Si bien no he encontrado respuestas ni estadísticas oficiales a estas cuestiones, lo cierto es que casi todos los artículos que he leído coinciden en que tan sólo se está reciclando el 10% del plástico utilizado y que, dado que éste tarda cientos de años (algunos tipos de plásticos incluso 1000 años) en descomponerse, si se sigue fabricando al ritmo actual y no se reutiliza, llegará a convertirse en uno de los mayores problemas para el medioambiente y para la salud del ser humano.

Por ello, si pienso en las características positivas que este material aporta a la construcción en cuanto a durabilidad, flexibilidad, buen aislante y ligereza, y aunque sea un sueño, me gustaría pensar que, ya que tenemos plástico fabricado para muchos cientos de años, se pudiera llegar a un compromiso mundial por parte de todos los gobiernos para reducir la fabricación de éstos productos y , primar mediante subvenciones y exenciones fiscales a la industria capaz de generar nuevas fórmulas de utilización y reciclaje del plástico existente.

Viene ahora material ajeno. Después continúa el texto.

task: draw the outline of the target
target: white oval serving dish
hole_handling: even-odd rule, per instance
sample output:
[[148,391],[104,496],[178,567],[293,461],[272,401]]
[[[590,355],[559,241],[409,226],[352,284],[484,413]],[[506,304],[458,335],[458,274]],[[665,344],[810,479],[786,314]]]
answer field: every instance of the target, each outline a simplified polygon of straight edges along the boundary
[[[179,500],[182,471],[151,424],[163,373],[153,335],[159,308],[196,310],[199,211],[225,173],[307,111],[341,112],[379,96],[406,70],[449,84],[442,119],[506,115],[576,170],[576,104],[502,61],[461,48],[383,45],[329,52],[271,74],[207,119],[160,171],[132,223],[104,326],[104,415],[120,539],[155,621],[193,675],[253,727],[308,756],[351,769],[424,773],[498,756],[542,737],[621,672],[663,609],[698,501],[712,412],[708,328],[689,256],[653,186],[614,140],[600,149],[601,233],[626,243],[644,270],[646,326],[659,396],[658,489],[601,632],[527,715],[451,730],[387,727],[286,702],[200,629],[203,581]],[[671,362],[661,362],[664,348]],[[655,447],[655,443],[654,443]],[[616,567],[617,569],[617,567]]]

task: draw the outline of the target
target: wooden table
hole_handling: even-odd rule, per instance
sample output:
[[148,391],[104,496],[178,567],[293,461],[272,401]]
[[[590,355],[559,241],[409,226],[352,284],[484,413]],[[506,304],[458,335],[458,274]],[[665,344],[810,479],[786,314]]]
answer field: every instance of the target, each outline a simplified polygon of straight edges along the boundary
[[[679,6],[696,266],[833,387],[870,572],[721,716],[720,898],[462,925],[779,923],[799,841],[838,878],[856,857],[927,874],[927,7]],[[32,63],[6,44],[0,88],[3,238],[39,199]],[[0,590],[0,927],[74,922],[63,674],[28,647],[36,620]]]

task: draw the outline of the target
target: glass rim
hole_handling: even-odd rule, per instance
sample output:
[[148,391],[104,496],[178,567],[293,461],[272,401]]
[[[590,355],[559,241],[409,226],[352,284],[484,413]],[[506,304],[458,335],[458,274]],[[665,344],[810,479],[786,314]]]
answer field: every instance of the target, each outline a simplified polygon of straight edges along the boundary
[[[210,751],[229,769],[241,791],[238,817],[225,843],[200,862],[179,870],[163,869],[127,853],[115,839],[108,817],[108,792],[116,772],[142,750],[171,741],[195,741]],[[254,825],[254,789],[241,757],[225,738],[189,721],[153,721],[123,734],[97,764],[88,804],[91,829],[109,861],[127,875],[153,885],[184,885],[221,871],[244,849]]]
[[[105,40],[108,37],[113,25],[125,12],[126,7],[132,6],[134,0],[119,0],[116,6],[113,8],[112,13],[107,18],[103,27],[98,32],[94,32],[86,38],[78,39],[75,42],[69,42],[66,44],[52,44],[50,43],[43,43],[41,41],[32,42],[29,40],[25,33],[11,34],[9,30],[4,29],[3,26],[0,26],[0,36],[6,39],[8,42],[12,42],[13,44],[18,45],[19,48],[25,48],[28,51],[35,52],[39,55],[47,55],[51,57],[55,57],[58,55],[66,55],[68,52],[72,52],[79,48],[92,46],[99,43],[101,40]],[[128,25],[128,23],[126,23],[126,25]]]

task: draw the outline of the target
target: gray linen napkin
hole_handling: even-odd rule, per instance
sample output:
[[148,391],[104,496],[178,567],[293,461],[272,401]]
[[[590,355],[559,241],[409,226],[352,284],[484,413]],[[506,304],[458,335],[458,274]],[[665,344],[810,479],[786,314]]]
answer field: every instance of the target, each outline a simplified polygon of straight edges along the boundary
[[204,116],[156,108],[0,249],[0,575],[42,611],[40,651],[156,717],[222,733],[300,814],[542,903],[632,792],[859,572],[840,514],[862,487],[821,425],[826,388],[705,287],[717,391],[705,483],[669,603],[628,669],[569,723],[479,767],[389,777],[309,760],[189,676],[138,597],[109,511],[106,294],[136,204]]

Una espléndida muestra de lo que podría hacerse con los residuos plásticos en la construcción, es la realizada por el arquitecto e ingeniero Arthur Huang con su EcoArk en Taiwán, un edificio de exposiciones cuya envolvente se ha construido con botellas de plástico recicladas, alrededor de 1,5 Millones de botellas PET (politereftalato de etileno).

Por ello, y en la medida de lo posible hay que luchar por este tipo de actuaciones ya que, y sin querer ser catastrofista, me gustaría que leyerais un informe titulado “La Nueva Economía de los Plásticos” que ha sido elaborado por el World Economic Forum y Ellen MacArthur Foundation, que estima que de continuar haciendo el mismo uso del plástico (cada año entran en el mar 8 millones de toneladas de plásticos), en el año 2050, los océanos del mundo contendrán más plástico que peces.

EcoArk (Taiwan): megaestructura elaborada con botellas de plástico recicladas © Vía Natgeo

EcoArk (Taiwan): megaestructura elaborada con botellas de plástico recicladas © Vía Natgeo

Leyendo estudios como el anterior, sólo me queda desear que , en algún momento, todos los “building stakeholders”, o grupos de interés que toman decisiones en la construcción, empiecen a sentirse responsables de dar un tratamiento sustentable a este tipo de residuos plásticos que pueden afectar de manera tan importante a la calidad de vida de los hijos de nuestros hijos y de sus descendientes. Por ello y, aunque de momento sigue siendo una utopía a corto plazo, yo estoy convencida de que en un futuro no muy lejano, entre todos los implicados en el sector, podremos logar que el correcto tratamiento de los residuos de construcción se convierta en una cotidiana realidad.